Pour avoir osé seulement prendre des libertés langagières vis-à-vis d’elle, la Françafrique a apprécié ses propos à leur juste valeur. Plutôt que de réclamer sa tête, elle a au contraire trouvé mieux de l’enfermer dans un bocal où on ne l’entendra plus, apprivoisé qu’il est maintenant comme un poisson sans défense. S’il s’agit d’une promotion telle que certains veulent bien le faire croire, le colonel de réserve sait mieux que quiconque qu’au secrétariat d’Etat à la Défense et aux Anciens combattants, l’obligation de réserve est de mise, à défaut de devenir muet, puisqu’il est désormais le numéro deux de la Grande Muette. En effet, on se souvient que, lors de sa présentation des vœux, Jean-Marie Bockel avait déclaré à la presse que “l’un des premiers freins au développement de l’Afrique, c’est la mauvaise gouvernance, le gaspillage des fonds publics, l’incurie des structures administratives défaillantes, la prédation de certains dirigeants”. Allusion avait été ainsi faite aux pays producteurs de pétrole. Ce qui n’a pas eu l’heur de plaire à certains dirigeants, qui y ont trouvé un crime de lèse-Françafrique.

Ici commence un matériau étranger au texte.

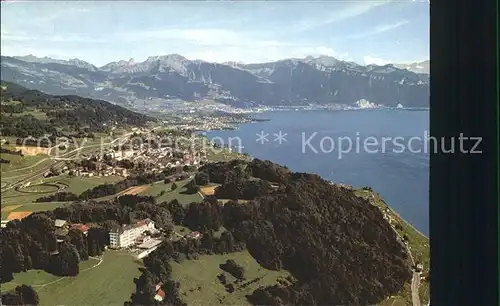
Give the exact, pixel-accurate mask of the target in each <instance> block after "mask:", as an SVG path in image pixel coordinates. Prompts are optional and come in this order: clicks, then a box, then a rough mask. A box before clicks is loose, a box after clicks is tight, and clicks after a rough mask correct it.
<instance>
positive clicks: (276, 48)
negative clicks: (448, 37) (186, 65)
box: [0, 0, 429, 66]
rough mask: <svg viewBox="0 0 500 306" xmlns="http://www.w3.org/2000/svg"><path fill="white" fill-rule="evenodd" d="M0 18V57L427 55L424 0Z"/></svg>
mask: <svg viewBox="0 0 500 306" xmlns="http://www.w3.org/2000/svg"><path fill="white" fill-rule="evenodd" d="M0 20H1V54H2V55H7V56H22V55H29V54H32V55H35V56H38V57H43V56H48V57H52V58H57V59H70V58H78V59H81V60H84V61H87V62H90V63H92V64H94V65H96V66H102V65H104V64H106V63H109V62H112V61H119V60H129V59H130V58H133V59H134V60H135V61H144V60H146V58H147V57H148V56H157V55H166V54H172V53H178V54H181V55H183V56H185V57H186V58H188V59H192V60H194V59H201V60H205V61H211V62H219V63H222V62H227V61H234V62H242V63H256V62H270V61H276V60H280V59H284V58H302V57H306V56H309V55H311V56H320V55H327V56H333V57H335V58H338V59H341V60H346V61H354V62H356V63H359V64H377V65H383V64H387V63H411V62H417V61H423V60H427V59H428V58H429V4H428V2H427V0H414V1H412V0H405V1H395V0H393V1H377V0H363V1H340V0H339V1H335V0H332V1H317V2H313V1H211V2H208V1H205V2H202V1H136V2H132V1H96V2H90V1H71V2H63V1H52V2H50V1H36V2H24V1H7V2H4V1H3V2H2V4H1V19H0Z"/></svg>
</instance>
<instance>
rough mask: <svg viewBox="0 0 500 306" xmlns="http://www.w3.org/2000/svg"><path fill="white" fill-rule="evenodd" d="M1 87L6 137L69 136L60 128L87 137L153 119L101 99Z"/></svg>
mask: <svg viewBox="0 0 500 306" xmlns="http://www.w3.org/2000/svg"><path fill="white" fill-rule="evenodd" d="M1 86H2V106H1V107H2V112H1V118H0V119H1V122H2V124H1V127H2V129H1V131H2V135H4V136H17V137H22V138H25V137H28V136H32V137H40V136H43V135H45V134H50V135H53V136H66V135H64V134H63V133H62V132H61V131H60V128H65V129H66V130H69V131H72V132H76V133H84V134H85V133H86V134H88V133H95V132H104V131H106V130H107V129H108V127H109V126H110V125H114V124H120V125H133V126H143V125H144V124H145V123H146V122H148V121H151V120H154V119H152V118H149V117H147V116H145V115H142V114H138V113H135V112H133V111H130V110H127V109H125V108H123V107H120V106H118V105H114V104H112V103H109V102H106V101H102V100H93V99H89V98H82V97H79V96H53V95H49V94H45V93H43V92H40V91H37V90H30V89H27V88H25V87H22V86H19V85H16V84H14V83H9V82H4V81H2V83H1ZM9 101H15V104H10V103H8V102H9ZM30 111H36V112H38V113H44V114H45V115H46V118H43V119H42V118H40V117H36V116H34V115H32V114H30V113H29V112H30ZM23 112H26V115H23ZM13 114H17V115H16V116H13ZM21 115H23V116H21Z"/></svg>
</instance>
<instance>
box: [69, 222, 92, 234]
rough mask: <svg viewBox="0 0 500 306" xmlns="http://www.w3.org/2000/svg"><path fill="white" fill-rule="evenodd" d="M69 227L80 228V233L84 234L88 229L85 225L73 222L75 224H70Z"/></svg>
mask: <svg viewBox="0 0 500 306" xmlns="http://www.w3.org/2000/svg"><path fill="white" fill-rule="evenodd" d="M71 228H76V229H78V230H80V231H81V232H82V233H84V234H85V235H86V234H87V233H88V231H89V227H88V226H87V225H85V224H80V223H75V224H73V225H71Z"/></svg>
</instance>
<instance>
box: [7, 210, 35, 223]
mask: <svg viewBox="0 0 500 306" xmlns="http://www.w3.org/2000/svg"><path fill="white" fill-rule="evenodd" d="M31 214H32V212H31V211H15V212H11V213H10V214H9V216H7V219H8V220H9V221H12V220H16V219H19V220H21V219H23V218H26V217H27V216H29V215H31Z"/></svg>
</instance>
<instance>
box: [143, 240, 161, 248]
mask: <svg viewBox="0 0 500 306" xmlns="http://www.w3.org/2000/svg"><path fill="white" fill-rule="evenodd" d="M160 243H161V240H158V239H153V238H151V239H149V240H146V241H144V242H143V243H141V244H139V245H138V246H137V247H138V248H139V249H151V248H153V247H155V246H157V245H159V244H160Z"/></svg>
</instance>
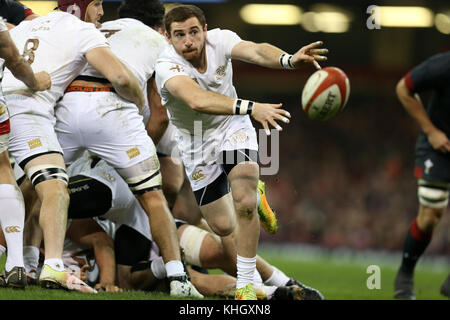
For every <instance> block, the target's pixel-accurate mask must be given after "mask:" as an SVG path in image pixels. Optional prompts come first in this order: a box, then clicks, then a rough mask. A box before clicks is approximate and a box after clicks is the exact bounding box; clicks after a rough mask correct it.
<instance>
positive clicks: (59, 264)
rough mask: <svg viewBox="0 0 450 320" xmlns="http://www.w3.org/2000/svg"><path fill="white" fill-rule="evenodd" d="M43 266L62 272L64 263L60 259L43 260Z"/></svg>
mask: <svg viewBox="0 0 450 320" xmlns="http://www.w3.org/2000/svg"><path fill="white" fill-rule="evenodd" d="M44 265H48V266H50V267H51V268H52V269H53V270H56V271H64V262H63V261H62V259H58V258H52V259H45V260H44Z"/></svg>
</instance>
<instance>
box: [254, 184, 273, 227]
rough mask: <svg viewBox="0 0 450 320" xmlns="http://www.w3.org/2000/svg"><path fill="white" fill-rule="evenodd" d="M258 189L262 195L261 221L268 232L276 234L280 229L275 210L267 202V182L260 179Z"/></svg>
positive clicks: (261, 201)
mask: <svg viewBox="0 0 450 320" xmlns="http://www.w3.org/2000/svg"><path fill="white" fill-rule="evenodd" d="M257 190H258V193H259V197H260V202H259V205H258V215H259V222H260V224H261V226H262V227H263V228H264V230H266V232H268V233H270V234H274V233H275V232H277V230H278V222H277V217H276V215H275V211H273V210H272V208H271V207H270V206H269V203H268V202H267V198H266V184H265V183H264V182H263V181H261V180H259V181H258V188H257Z"/></svg>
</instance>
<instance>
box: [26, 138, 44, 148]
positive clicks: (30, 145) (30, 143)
mask: <svg viewBox="0 0 450 320" xmlns="http://www.w3.org/2000/svg"><path fill="white" fill-rule="evenodd" d="M28 146H29V147H30V150H32V149H35V148H39V147H42V142H41V139H39V138H36V139H33V140H30V141H28Z"/></svg>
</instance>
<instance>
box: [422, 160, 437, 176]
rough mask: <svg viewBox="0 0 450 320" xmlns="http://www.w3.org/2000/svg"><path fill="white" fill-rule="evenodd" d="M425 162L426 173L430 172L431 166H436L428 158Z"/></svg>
mask: <svg viewBox="0 0 450 320" xmlns="http://www.w3.org/2000/svg"><path fill="white" fill-rule="evenodd" d="M423 164H424V165H425V174H430V170H431V167H433V166H434V164H433V161H431V160H430V159H427V160H426V161H425V162H424V163H423Z"/></svg>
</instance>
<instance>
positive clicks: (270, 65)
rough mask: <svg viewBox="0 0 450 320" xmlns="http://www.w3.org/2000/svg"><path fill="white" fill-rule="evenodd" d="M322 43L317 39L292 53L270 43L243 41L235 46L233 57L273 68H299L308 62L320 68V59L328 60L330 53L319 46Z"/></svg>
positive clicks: (306, 64)
mask: <svg viewBox="0 0 450 320" xmlns="http://www.w3.org/2000/svg"><path fill="white" fill-rule="evenodd" d="M322 45H323V42H322V41H316V42H313V43H311V44H309V45H307V46H304V47H302V48H301V49H300V50H298V51H297V52H296V53H295V54H294V55H290V54H288V53H286V52H285V51H283V50H281V49H280V48H277V47H275V46H273V45H271V44H269V43H254V42H251V41H241V42H239V43H238V44H236V45H235V46H234V47H233V50H232V51H231V57H232V58H233V59H237V60H241V61H245V62H249V63H253V64H257V65H260V66H263V67H268V68H273V69H297V68H300V67H302V66H304V65H307V64H313V65H314V66H315V67H316V68H317V69H320V65H319V63H318V61H325V60H327V57H326V56H325V54H327V53H328V49H325V48H319V47H320V46H322Z"/></svg>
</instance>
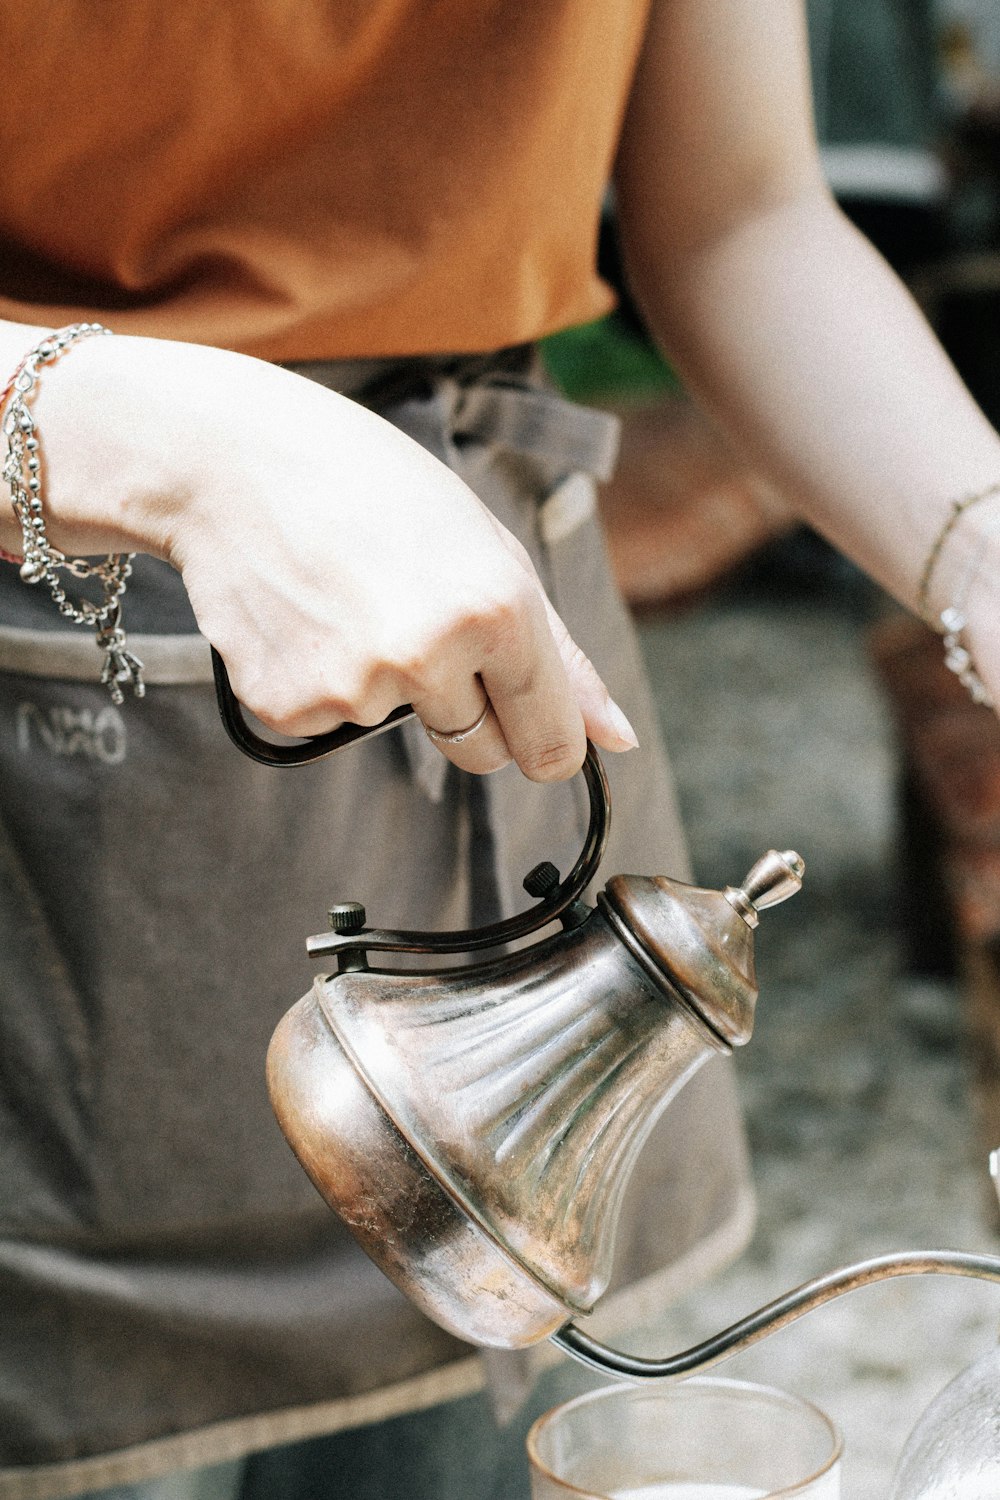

En conséquence, l’ovni qui menaçait la survie de l’organisation commune France-Afrique a été mis hors d’état de nuire. Mais quoi qu’il en soit, Jean-Marie Bockel restera dans le cœur de nombreux Africains à travers ses déclarations, à l’instar de Toussaint Louverture lorsqu’on l’a renversé. Et l’on retiendra, entre autres, ces phrases qui en disent long tant elles sonnent vraies : “Aujourd’hui, devant vous, je vais signer l’acte de décès de la Françafrique. Je veux tourner la page de pratiques d’un autre temps, d’un mode de relations ambigu et complaisant dont certains, ici comme là-bas, tirent profit au détriment de l’intérêt général du développement.” Des ministres comme lui en France, les peuples africains en rêvent. N’en déplaisent à leurs dirigeants et à leurs complices de l’Hexagone. Car, même s’il n’est pas pour aujourd’hui, le chant du cygne finira par être entonné à l’unisson un jour, aussi bien en France qu’en Afrique.